US power company buys up uranium trader

01 July 2008

US electricity generator and supplier Constellation Energy has bought uranium trading firm Nufcor International from AngloGold Ashanti and FirstRand International. The move appears to highlight a new trend for integration in nuclear fuel.

 

The two owners each sold their 50% stakes in the London-based nuclear fuel trader and finance company to Constellation Energy Commodities Group, the UK subsidiary of Constellation Energy, for an undisclosed sum. Nufcor International's team will operate from Constellation's London office. Matthew Williams, of law firm Hunton & Williams who acted for Constellation in the deal, said that Nufcor International would be "actively exploring new risk management offerings to increasingly sophisticated financial uranium buyers in the North America, Europe and Asia."

 

Nufcor International has off-take arrangements and marketing service agreements with uranium producers and has been the sole marketing agent for all uranium produced in South Africa through the country's only uranium producer, Nuclear Fuels Corporation of South Africa (Nufcor) which is owned by AngolGold.

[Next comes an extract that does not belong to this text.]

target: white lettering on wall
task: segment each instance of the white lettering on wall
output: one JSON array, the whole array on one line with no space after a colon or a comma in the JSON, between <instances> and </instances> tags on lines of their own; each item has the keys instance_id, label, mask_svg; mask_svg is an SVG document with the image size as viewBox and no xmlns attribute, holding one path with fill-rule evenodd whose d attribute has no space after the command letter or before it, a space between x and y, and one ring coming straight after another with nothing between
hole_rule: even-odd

Separately, Nufcor International acts as uranium market adviser to investment company Nufcor Uranium Limited, and Constellation says this arrangement will continue.

 

Constellation executive vice president Thomas Brooks described the acquisition as "a natural extension of Constellation Energy's expanding global commodities business" that will broaden its risk management capabilities across new markets. According to FirstRand, it chose to sell its 50% share in the company because Nufcor was not a core business for the group.

 

Constellation Energy describes itself as a major generator of electricity in the US and is one of the nation's largest wholesale power sellers. Its nuclear generation division operates five reactors at three sites, and through the Unistar consortium it is involved in plans for a further five new units.


Integration trend?

 

Constellation is not the first to dip a toe into the waters of integration, bringing together front-end fuel cycle services and nuclear generation. A process to bring Russia's entire civil nuclear industry together into a single, vertically-integrated holding company, AtomEnergoProm, was begun by a decree signed by then-president Vladimir Putin in April 2007.

 

Canadian-based Cameco, already billed as the world's largest uranium producer, recently took a 24% stake in Global Laser Enrichment (GLE), adding to its other fuel services and electricity generation interests. CEO Jerry Grandey is clear about the company's ambitions. By 2018, he says, Cameco will be "a fully integrated nuclear energy company. And I see us in many, many more jurisdictions around the globe."

 

He also said nuclear assets were affordable, and that Cameco is "extremely bullish" on the long-term fundamentals of the industry. "When you look at the recent decline in the uranium price and response of market valuations of smaller companies to that recent squat you come to the conclusion that they're more affordable than a year ago. Some of them would be considered to be expensive, but we… look extensively at all of them to the extent that we see some that, if there were to be acquired by Cameco, would add value and we will look hard at doing so."